Surviving documentary evidence indicates that Robert Howard was one of late seventeenth-century Boston’s principal West Indies traders. He had particularly strong connections in Barbadoes, and did a considerable business in Antigua and Jamaica as well. He is also known to have traded to Newfoundland, Amsterdam, and Virginia, but apparently with less frequency. He may have increased his transatlantic ventures in the late 1690’s, for he is known to have registered a number of large, ocean-going vessels just at the turn of the century.

The cargoes carried on Howard’s vessels remain largely unknown. Specific mention is made only of logwood (the source of a dye) carried from the West Indies to Amsterdam, rum from Barbadoes to Boston, and tobacco from Virginia to Newfoundland. There is strong evidence that he dealt in fish, and at least one indication of an interest in the New Hampshire ships-timber trade.

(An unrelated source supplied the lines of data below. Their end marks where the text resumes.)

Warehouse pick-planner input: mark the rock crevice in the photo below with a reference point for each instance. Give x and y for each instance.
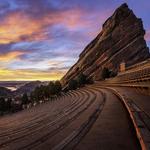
(121, 39)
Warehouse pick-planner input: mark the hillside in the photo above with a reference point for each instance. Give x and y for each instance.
(121, 39)
(4, 92)
(28, 87)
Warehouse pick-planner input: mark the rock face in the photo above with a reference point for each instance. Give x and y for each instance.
(121, 39)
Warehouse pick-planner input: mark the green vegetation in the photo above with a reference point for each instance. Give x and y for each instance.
(25, 99)
(45, 92)
(80, 81)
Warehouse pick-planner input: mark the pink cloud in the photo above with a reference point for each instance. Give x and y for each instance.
(147, 35)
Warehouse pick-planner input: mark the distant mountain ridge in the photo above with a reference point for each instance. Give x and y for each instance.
(121, 39)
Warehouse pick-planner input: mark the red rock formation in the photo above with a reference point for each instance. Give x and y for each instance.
(121, 38)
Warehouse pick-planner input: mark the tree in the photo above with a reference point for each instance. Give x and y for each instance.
(51, 87)
(25, 99)
(2, 104)
(58, 87)
(73, 84)
(105, 73)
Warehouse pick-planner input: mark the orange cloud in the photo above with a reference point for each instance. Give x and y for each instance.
(19, 26)
(10, 56)
(15, 26)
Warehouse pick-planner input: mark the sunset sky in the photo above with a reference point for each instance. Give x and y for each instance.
(41, 39)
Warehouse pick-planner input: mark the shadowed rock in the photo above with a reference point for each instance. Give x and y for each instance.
(121, 39)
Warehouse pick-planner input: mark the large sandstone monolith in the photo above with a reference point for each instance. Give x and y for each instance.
(121, 39)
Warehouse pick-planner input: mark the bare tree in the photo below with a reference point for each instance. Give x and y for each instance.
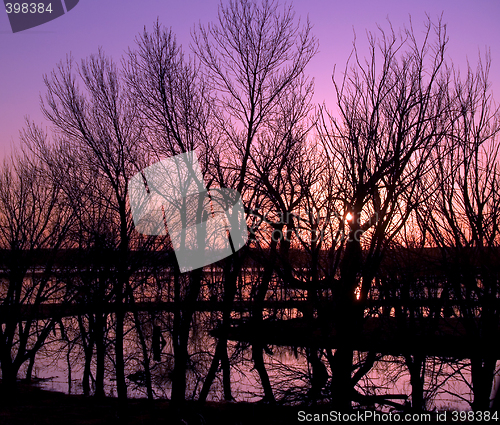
(462, 218)
(101, 124)
(33, 226)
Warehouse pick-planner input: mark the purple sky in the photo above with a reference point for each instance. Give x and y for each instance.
(113, 24)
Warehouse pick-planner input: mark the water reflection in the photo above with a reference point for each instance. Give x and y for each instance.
(60, 365)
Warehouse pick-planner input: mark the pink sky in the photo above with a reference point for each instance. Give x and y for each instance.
(113, 24)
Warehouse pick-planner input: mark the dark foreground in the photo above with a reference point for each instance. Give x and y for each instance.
(34, 406)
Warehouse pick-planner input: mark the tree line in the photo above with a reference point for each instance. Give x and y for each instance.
(406, 161)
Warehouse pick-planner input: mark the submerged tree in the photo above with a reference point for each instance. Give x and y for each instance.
(380, 147)
(254, 58)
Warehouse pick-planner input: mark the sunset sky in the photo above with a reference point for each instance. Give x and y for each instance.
(473, 26)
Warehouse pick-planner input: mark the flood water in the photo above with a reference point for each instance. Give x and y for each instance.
(446, 385)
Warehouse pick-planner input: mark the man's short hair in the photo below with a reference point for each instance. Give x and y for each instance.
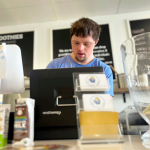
(84, 27)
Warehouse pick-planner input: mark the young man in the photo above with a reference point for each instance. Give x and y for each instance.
(84, 36)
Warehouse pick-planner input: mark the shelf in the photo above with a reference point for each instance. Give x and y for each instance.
(121, 91)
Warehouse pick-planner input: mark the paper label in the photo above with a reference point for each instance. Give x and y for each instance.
(146, 112)
(2, 61)
(95, 102)
(93, 81)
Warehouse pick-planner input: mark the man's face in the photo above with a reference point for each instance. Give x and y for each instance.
(83, 48)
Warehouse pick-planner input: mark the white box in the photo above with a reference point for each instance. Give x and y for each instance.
(95, 102)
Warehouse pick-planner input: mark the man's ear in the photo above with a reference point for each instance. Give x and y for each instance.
(96, 42)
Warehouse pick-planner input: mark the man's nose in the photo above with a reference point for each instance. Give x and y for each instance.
(81, 47)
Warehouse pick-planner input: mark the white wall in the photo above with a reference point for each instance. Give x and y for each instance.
(43, 41)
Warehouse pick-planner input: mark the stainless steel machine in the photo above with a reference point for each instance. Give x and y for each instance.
(131, 123)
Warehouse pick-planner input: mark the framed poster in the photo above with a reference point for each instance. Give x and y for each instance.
(139, 26)
(25, 40)
(142, 43)
(62, 44)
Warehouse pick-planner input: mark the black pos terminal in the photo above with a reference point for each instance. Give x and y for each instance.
(55, 120)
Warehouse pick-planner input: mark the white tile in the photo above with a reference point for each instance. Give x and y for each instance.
(133, 6)
(76, 9)
(27, 15)
(5, 4)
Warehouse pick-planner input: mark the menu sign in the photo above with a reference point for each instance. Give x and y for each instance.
(142, 44)
(25, 40)
(62, 45)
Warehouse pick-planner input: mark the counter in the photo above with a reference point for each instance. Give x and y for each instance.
(131, 142)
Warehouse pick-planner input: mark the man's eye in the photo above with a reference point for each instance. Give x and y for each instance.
(86, 44)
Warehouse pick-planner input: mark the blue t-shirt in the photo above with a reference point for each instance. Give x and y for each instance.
(68, 62)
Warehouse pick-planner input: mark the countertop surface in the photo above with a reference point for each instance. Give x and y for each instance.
(131, 142)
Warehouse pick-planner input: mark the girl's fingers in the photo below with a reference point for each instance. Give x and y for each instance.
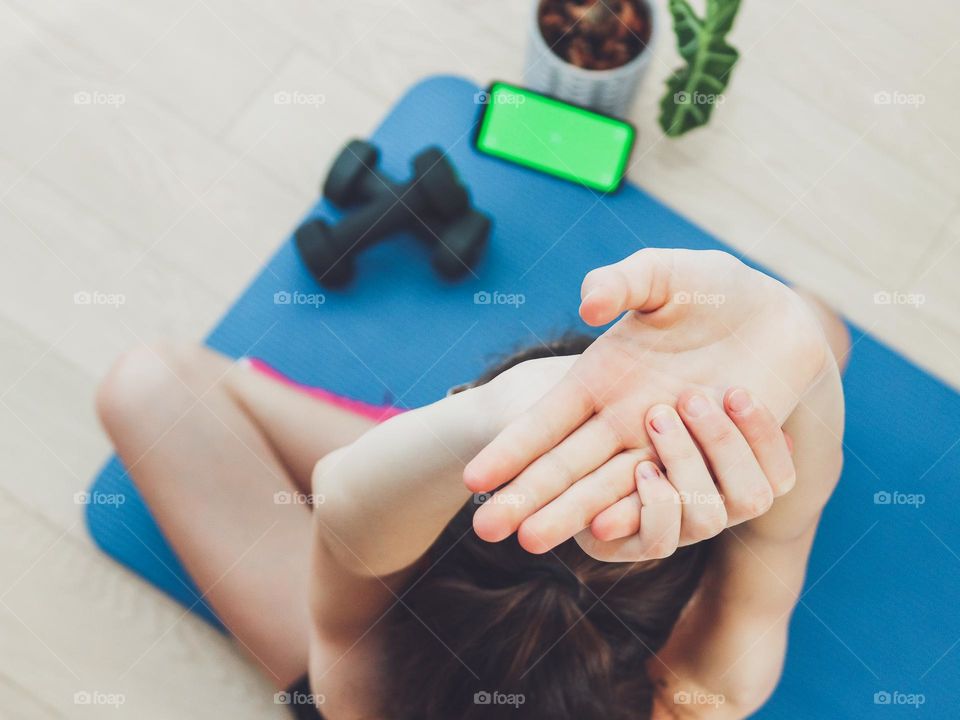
(544, 481)
(704, 514)
(660, 512)
(639, 282)
(619, 520)
(575, 508)
(746, 492)
(551, 419)
(658, 528)
(769, 444)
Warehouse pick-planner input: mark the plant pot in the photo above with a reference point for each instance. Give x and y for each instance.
(607, 91)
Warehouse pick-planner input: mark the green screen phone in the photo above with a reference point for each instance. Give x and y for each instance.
(552, 136)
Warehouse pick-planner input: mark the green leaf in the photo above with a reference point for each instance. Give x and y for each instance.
(693, 90)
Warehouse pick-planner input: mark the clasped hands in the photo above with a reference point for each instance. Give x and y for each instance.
(667, 429)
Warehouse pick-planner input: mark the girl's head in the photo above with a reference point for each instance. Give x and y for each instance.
(487, 630)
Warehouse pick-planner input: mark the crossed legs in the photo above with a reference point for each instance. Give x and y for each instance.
(209, 444)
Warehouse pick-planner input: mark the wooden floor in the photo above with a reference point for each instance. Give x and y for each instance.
(142, 154)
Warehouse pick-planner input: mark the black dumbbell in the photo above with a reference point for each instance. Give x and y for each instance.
(434, 204)
(354, 179)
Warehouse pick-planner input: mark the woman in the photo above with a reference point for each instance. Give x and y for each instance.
(403, 609)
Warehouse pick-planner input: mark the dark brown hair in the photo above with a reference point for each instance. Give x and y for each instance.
(487, 630)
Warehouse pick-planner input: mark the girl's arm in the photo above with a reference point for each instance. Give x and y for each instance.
(388, 495)
(726, 653)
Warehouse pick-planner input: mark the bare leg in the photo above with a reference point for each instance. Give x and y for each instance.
(209, 443)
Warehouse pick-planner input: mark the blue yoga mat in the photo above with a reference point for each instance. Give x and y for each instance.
(877, 628)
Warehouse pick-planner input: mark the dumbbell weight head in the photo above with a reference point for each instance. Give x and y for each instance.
(330, 264)
(349, 176)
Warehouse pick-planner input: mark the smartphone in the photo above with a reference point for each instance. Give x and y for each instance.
(555, 137)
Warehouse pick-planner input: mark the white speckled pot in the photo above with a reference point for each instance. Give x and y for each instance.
(606, 91)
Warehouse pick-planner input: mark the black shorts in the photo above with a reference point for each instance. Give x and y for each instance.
(299, 698)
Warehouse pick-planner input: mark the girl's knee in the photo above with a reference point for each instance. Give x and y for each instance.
(146, 379)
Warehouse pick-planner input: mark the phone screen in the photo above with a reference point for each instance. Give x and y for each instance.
(552, 136)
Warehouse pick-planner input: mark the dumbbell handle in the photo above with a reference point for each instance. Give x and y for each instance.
(378, 217)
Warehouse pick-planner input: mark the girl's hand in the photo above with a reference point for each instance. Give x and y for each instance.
(699, 320)
(740, 445)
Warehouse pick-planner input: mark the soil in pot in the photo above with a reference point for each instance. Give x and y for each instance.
(595, 34)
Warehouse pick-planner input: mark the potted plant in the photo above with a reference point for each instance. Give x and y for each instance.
(590, 52)
(594, 53)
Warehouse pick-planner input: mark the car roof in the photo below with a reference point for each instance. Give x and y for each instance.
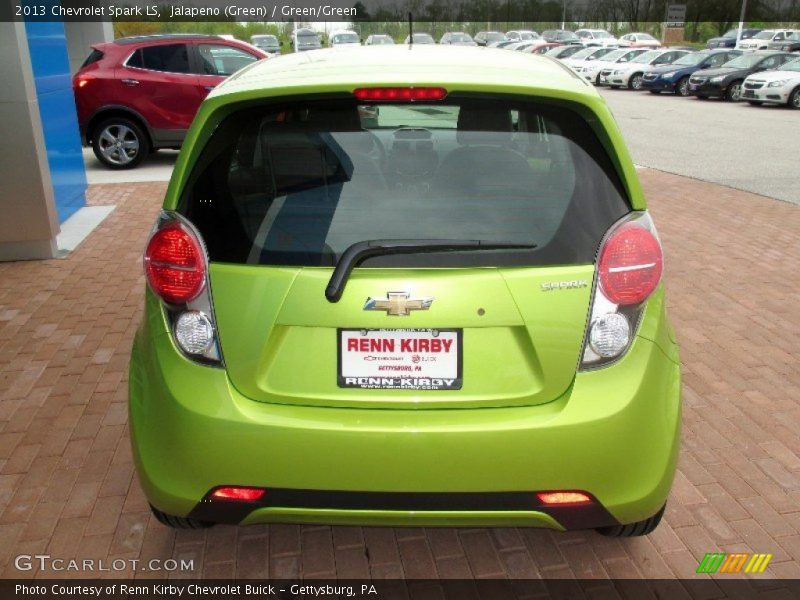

Through the Bailyns’ analysis of the surviving portion of the Massachusetts Shipping Register (covering the period 1697–1714) we are able to establish Howard’s relative position among the maritime traders of late seventeenth-century Massachusetts. Of the 332 individuals who owned shares in the 171 vessels comprising the Massachusetts fleet of 1698, only 17 invested in more than 4 vessels—Robert Howard was one of those seventeen. The Bailyns went on to compute a “total-tonnage-per-owner” figure for sixty-nine of the leading investors. These figures show Robert Howard tied for the ninth-largest tonnage-interest in the 1698 fleet. And, finally, the Register shows that Howard invested in four new vessels in 1699, including two large ships of 100 and 110 tons. If the Bailyns had been able to analyze the Massachusetts fleet at the end of 1699, they might well have found that Robert Howard was one of the five heaviest investors in it.

Howard’s business success allowed him to enjoy luxuries unavailable to most of his fellow townsmen. While most Bostonians, then as now, probably raised bitter complaints about the taxes on their real estate, Robert Howard was one of a relatively small handful of seventeenth-century Bostonians who could also complain about the taxes on his trade, his cow, his horse, and his Negro servants. By 1687, the man was ranked among the top 2% of Boston’s taxpayers. Robert Howard was distinctly well-off.

In light of Howard’s prominence as a merchant, it is perhaps surprising that absolutely nothing has come to light concerning his political views. His terms as Selectman (1702–1704) are his only known (and quite uneventful) ventures into politics at any level. Though Howard signed a number of petitions concerning fish, shipwrecks, convoys, and the prevention of fire, he is not known to have come out on either side of any of the important contemporary political issues. In only two instances did he even come close to taking a political stand. First, he evaded the Navigation Acts (but so, presumably, did nearly every other Colonial merchant). And second, he was on the jury which acquited Increase Mather of slandering Edward Randolph in 1687. It appears, however, that Randolph didn’t have much of a case, and Howard might well have been predisposed to favor his own minister against the despised Collector of Customs whether he agreed with Mather’s politics or not.

In conclusion, the picture which emerges of Robert Howard is that of an active and highly successful merchant. Politically cautious, he apparently believed that the surest way to survive in Colonial Boston was to mind one’s own business. Respected by his townsmen, Howard was chosen Selectman for several years, and sat on at least two committees to arbitrate differences among them. A staunch member of the Mathers’ congregation, he served on a number of church committees and was named, essentially, a Trustee of the Second Church toward the end of his life.

So there the case rests. A fairly solid body of evidence indicates that the Revere House was built sometime between 1676 and 1681 upon the orders of the Second Church. A less substantial body of evidence suggests that the church was acting in accordance with an agreement made with the wealthy merchant Robert Howard. Although these conclusions cannot be regarded as definitive, they are the end product of two years of intensive documentary research. I believe that they come very close to the truth about the early history of the Paul Revere House.